Si l'on relevait dans l'Evangile toutes les paroles qui sont la condamnation des adversaires du Spiritisme, on en ferait un volume. Il est donc au moins imprudent de soulever une question qu'on peut leur retourner, d'autant mieux qu'elle est toute à l'avantage du Spiritisme.

D'abord, ni les Spirites ni les médiums ne se font passer pour des Christs, ni des prophètes ; ils déclarent qu'ils ne font point de miracles pour frapper les sens, et que tous les phénomènes tangibles qui se produisent par leur influence sont des effets qui rentrent dans les lois de la nature, ce qui n'est pas le caractère des miracles ; donc, s'ils avaient voulu empiéter sur les privilèges des prophètes, ils n'auraient eu garde de se priver du plus puissant prestige : le don des miracles. En donnant l'explication de ces phénomènes qui, sans cela, eussent pu passer pour surnaturels aux yeux du vulgaire, ils tuent la fausse ambition qui aurait pu les exploiter à son profit.

Supposons qu'un homme s'attribue la qualité de prophète, ce n'est pas en faisant ce que font les médiums qu'il le prouvera, et aucun Spirite éclairé ne s'y laissera prendre.
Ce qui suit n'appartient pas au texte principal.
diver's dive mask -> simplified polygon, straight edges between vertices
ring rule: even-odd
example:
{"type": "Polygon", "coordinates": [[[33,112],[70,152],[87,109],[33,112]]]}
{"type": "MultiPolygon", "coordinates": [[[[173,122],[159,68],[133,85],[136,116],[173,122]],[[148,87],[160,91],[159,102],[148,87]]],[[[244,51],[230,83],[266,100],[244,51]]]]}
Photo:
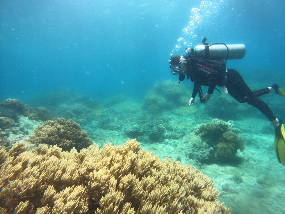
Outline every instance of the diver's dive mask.
{"type": "Polygon", "coordinates": [[[178,84],[180,83],[181,81],[183,81],[185,79],[185,74],[184,72],[181,72],[179,68],[175,68],[171,71],[171,73],[174,75],[179,75],[178,84]]]}
{"type": "Polygon", "coordinates": [[[175,68],[171,71],[171,73],[174,75],[178,75],[180,74],[180,69],[178,68],[175,68]]]}

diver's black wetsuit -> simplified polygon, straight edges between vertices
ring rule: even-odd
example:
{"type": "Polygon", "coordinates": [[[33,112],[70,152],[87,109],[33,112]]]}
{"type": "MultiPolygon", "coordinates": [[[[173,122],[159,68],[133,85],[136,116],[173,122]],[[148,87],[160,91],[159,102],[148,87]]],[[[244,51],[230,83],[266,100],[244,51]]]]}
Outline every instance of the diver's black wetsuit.
{"type": "MultiPolygon", "coordinates": [[[[201,85],[209,86],[208,93],[212,94],[216,85],[222,85],[221,82],[220,77],[218,77],[218,75],[216,75],[215,77],[214,75],[214,77],[206,80],[204,72],[203,73],[200,70],[189,67],[190,67],[191,63],[188,63],[188,62],[186,64],[187,70],[186,74],[194,83],[192,97],[195,98],[201,85]]],[[[224,84],[229,93],[233,97],[240,102],[247,102],[254,106],[262,112],[270,121],[276,119],[267,104],[258,98],[263,94],[269,93],[269,90],[268,88],[252,91],[246,84],[241,75],[233,69],[227,69],[226,76],[227,77],[227,80],[224,84]]]]}
{"type": "Polygon", "coordinates": [[[247,102],[257,108],[270,121],[275,120],[276,117],[267,105],[258,98],[269,93],[269,89],[266,88],[252,91],[238,72],[233,69],[228,69],[227,71],[228,80],[225,85],[229,93],[240,102],[247,102]]]}

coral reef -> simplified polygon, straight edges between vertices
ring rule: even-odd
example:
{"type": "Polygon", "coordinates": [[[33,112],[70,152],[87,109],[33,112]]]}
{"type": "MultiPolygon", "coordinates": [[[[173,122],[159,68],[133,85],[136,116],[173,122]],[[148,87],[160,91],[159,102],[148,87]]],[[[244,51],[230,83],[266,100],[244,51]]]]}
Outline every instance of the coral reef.
{"type": "Polygon", "coordinates": [[[9,109],[16,112],[22,113],[24,105],[19,100],[8,99],[0,103],[0,107],[9,109]]]}
{"type": "Polygon", "coordinates": [[[19,118],[13,110],[3,107],[0,107],[0,116],[11,118],[15,122],[18,121],[19,118]]]}
{"type": "Polygon", "coordinates": [[[186,106],[188,98],[190,97],[190,92],[184,86],[167,80],[156,83],[147,93],[142,108],[147,113],[158,114],[181,105],[186,106]]]}
{"type": "Polygon", "coordinates": [[[1,213],[221,213],[212,181],[192,167],[140,150],[95,144],[80,153],[23,143],[0,148],[1,213]]]}
{"type": "Polygon", "coordinates": [[[219,94],[215,95],[212,99],[214,99],[215,105],[205,106],[207,114],[212,117],[226,121],[235,120],[245,117],[252,116],[253,112],[254,116],[261,116],[262,114],[256,109],[249,105],[238,102],[229,94],[219,94]]]}
{"type": "Polygon", "coordinates": [[[51,113],[45,108],[33,108],[15,99],[8,99],[0,103],[0,116],[13,119],[17,122],[19,117],[16,112],[33,120],[45,121],[52,119],[51,113]]]}
{"type": "Polygon", "coordinates": [[[10,118],[0,117],[0,128],[8,129],[14,127],[17,124],[10,118]]]}
{"type": "Polygon", "coordinates": [[[195,127],[194,133],[199,135],[202,142],[200,143],[201,140],[196,139],[198,142],[194,142],[195,139],[193,138],[191,147],[194,148],[188,150],[187,155],[200,161],[227,161],[235,158],[238,150],[242,151],[245,147],[243,140],[238,135],[240,130],[234,128],[234,124],[233,121],[226,122],[216,118],[195,127]],[[198,157],[197,154],[201,153],[204,154],[198,157]]]}
{"type": "Polygon", "coordinates": [[[39,120],[45,121],[51,120],[53,118],[52,114],[45,108],[35,107],[33,108],[28,105],[25,105],[23,115],[29,119],[35,120],[39,120]]]}
{"type": "Polygon", "coordinates": [[[32,143],[56,144],[64,151],[70,151],[74,147],[80,151],[92,144],[87,133],[80,125],[70,119],[66,121],[59,118],[56,121],[48,120],[39,125],[30,136],[32,143]]]}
A ce titre, M. Home, s'il eût été un charlatan et un ambitieux, eût pu se donner les airs d'un envoyé céleste. Quel est donc le caractère du vrai prophète ? Le vrai prophète est un envoyé de Dieu pour avertir ou éclairer l'humanité ; or, un envoyé de Dieu ne peut être qu'un Esprit supérieur et, comme homme, un homme de bien ; on le reconnaîtra à ses actes, qui porteront le caractère de sa supériorité, et aux grandes choses qu'il accomplira pour le bien et par le bien, et qui révéleront sa mission surtout aux générations futures, car, pour lui, conduit souvent à son insu par une puissance supérieure, il s'ignore presque toujours lui-même. Ce n'est donc pas lui qui se donnera cette qualité, ce sont les hommes qui le reconnaîtront pour tel, le plus souvent après sa mort.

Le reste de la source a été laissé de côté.